Transfusion risks can be categorized into infectious and noninfectious risks, with the latter further grouped into immunogenic and non-immunogenic risks. Today’s blood supply is safer from infectious risks than ever. But, risk has not been eliminated completely, because many infections have window periods during which they are not detectable by assays beside risk of emerging new pathogen that is not recognized.
Noninfectious risks are more common, exceeding infectious risks by many factors. Noninfectious risks, include febrile, allergic/anaphylactic and hemolytic transfusion reactions, transfusion-related acute lung injury (TRALI) and transfusion-associated circulatory overload (TACO). They can lead to greater morbidity and mortality.

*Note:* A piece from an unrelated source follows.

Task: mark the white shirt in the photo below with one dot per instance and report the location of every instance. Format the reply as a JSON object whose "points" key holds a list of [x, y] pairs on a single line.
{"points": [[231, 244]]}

Erythropoietin has been used to treat anemia and avoid risks of blood transfusions. Also it has a cytoprotective agent as Epo receptors were found in many cell types. EPO can increase iron absorption by suppressing the hormone hepcidin. EPO also may be beneficial in treatment of patients with acute coronary syndromes. High levels of endogenous EPO in patients with a first MI who underwent successful primary coronary intervention were found to be associated with smaller infarcts, which were interpreted by the investigators as a possible endogenous, protective mechanism.
A number of problems have been associated with administration of high dose EPO. Erythropoietin has a range of adverse actions including vasoconstriction-dependent hypertension, stimulating angiogenesis, and inducing proliferation of smooth muscle fibers. Also, high doses of EPO raise hematocrite which increases the chance of increased thrombosis, seizures and hypertension. Recent experimental work indicates that lower dosages of Epo may in fact be effective.